The Oyen drives are silent. You can’t even tell when they are running except for the tiny LED indicator. The company makes a variety of sizes and connection styles. At just over $100, mine is the slowest, a USB drive that gets its power from the USB cable. Other, most sophisticated drives from Oyen include FireWire and SATA drives that run much faster than mine. These lilliputian devices are extraordinarily well built. They have nearly indestructible cases, and they will run in any orientation in virtually any environment.


My tiny Oyen portable hard drive is 4.75 in. in length (120mm). This model uses USB for both power and data transfer. It's slow, but it works well. Faster FireWire and SATA versions are available, providing more productive transfer speeds. The case is sturdy, and the device seems to be "bullet-proof."


For simple file transfers, the USB drives are nice. For anything more demanding – video or prepress documents – I would move to the FireWire version immediately. Mine is a portable repository for mountains of data. Its capacity is 150GB, and it is a tiny thing – so small that I worry about losing it. I have accidentally dropped it three times – no damage – and it continues to run reliably and silently. When I travel, I carry on this drive a back-up of every conceivable file I might find necessary. I put it in my bike bag when I ride over to the university. It’s almost always with me, and I have come to be reliant on it (though I never have data on this drive only – the risk of loss is too great).

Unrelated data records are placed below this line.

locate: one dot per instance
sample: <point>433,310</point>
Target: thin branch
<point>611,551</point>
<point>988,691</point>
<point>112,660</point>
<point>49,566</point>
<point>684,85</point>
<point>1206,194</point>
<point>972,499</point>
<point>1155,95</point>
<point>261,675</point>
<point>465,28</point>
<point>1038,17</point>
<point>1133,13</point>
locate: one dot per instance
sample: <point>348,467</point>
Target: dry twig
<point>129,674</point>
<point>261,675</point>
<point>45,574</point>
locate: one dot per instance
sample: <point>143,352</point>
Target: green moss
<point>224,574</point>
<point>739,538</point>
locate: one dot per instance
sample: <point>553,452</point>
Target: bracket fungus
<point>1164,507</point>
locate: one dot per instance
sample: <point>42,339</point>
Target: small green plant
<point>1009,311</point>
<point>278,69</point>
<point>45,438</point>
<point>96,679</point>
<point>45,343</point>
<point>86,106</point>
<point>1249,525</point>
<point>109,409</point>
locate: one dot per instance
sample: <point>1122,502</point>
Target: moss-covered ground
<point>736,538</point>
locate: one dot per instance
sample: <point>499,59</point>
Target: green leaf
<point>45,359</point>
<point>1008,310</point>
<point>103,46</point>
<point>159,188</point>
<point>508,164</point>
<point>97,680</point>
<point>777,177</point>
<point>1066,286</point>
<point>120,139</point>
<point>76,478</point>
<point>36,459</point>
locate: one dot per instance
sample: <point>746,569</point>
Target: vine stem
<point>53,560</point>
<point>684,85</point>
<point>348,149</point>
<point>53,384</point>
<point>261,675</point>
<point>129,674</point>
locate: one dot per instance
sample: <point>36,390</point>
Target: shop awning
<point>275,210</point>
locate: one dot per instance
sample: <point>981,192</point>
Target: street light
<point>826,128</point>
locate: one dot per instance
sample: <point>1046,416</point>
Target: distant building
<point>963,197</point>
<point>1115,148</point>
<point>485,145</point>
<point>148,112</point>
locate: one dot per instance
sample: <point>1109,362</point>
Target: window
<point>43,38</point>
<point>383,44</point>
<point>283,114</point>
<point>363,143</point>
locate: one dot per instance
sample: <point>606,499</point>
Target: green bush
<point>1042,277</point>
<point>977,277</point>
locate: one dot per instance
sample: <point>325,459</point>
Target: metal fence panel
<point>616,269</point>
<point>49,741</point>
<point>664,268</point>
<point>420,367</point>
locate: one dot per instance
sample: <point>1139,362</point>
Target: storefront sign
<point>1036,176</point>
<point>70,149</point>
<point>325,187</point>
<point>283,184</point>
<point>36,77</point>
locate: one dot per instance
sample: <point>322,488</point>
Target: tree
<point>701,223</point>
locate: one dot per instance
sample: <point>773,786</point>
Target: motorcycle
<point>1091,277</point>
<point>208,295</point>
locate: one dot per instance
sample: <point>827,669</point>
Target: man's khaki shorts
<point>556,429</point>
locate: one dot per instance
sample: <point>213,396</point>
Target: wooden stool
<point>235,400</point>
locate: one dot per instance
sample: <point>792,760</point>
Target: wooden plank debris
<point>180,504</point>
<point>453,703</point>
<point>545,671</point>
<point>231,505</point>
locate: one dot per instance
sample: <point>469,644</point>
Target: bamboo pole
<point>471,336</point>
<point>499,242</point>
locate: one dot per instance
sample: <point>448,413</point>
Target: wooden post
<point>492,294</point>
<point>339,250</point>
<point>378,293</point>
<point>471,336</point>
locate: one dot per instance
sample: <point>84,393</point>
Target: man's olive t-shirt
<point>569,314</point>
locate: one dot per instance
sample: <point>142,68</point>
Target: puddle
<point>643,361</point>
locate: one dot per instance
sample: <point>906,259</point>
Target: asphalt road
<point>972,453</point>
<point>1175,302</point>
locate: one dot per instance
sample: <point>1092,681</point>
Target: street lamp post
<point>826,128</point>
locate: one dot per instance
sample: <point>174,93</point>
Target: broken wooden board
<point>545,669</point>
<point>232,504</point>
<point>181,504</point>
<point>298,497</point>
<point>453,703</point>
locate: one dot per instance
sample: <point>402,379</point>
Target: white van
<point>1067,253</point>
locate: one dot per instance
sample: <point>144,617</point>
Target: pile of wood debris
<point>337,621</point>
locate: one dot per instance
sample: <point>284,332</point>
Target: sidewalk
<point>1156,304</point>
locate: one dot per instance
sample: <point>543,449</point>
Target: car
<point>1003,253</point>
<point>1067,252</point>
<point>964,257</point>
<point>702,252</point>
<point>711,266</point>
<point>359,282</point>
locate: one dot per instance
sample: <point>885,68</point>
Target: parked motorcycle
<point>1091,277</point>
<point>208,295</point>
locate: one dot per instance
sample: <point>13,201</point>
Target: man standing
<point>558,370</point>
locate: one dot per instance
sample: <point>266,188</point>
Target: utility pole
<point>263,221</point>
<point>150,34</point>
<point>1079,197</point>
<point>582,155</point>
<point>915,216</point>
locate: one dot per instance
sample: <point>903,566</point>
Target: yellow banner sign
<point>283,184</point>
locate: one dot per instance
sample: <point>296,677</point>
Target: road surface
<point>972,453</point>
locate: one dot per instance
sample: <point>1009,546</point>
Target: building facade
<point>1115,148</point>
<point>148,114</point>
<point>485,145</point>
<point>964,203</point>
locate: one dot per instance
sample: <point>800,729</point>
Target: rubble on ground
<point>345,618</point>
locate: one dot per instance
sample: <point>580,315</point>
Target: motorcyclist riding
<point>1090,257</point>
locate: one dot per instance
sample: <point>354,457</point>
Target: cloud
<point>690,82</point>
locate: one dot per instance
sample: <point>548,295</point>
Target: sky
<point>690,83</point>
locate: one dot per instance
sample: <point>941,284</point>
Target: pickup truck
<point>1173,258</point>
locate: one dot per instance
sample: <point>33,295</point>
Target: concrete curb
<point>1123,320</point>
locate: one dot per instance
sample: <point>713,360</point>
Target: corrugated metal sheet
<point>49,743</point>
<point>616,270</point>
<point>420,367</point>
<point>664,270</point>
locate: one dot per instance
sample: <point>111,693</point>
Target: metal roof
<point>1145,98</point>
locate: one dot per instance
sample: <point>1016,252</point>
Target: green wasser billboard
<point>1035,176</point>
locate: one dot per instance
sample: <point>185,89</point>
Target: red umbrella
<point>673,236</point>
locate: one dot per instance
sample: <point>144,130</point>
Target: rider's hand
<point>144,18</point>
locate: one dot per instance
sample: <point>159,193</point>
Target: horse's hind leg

To simplify things, I have a duplicate USB cable on both my home computer and my university computer. That way I don’t have to transport the cable. This has a bonus, too. It’s a standard USB miniature plug cable, which will charge my cell phone, and will transfer digital photos from many consumer digital cameras.

The little memory devices people call “pen drives” are great, but they don’t have enough storage space. They usually top out at four GB. For slightly more than the cost of four of those, I have 150GB of reliable storage that fits in my pocket.

These little drives are the perfect tool for the graphic designer who needs to move a large amount of prepress information to a printing facility. High-resolution files are of no consequence; huge PDFs don’t matter – with these tiny drives, there is room for almost any printing project.

Posted by Brian Lawler on April 4, 2008 | Comments (1)


Industries: New Products, Premedia
April 9, 2008
In response to: Tiny Oyen drive solves gigastorage problem
WSwick commented:

How do these differ from the commonly available external 2.5" drives, whose capacities are up to 500GB today? BTW: "Pen Drives" aka flash, USB or thumb drives, are now easily found in capacities up to 32GB - they're virtually indestructible, and I'm sure larger capacities are on the way!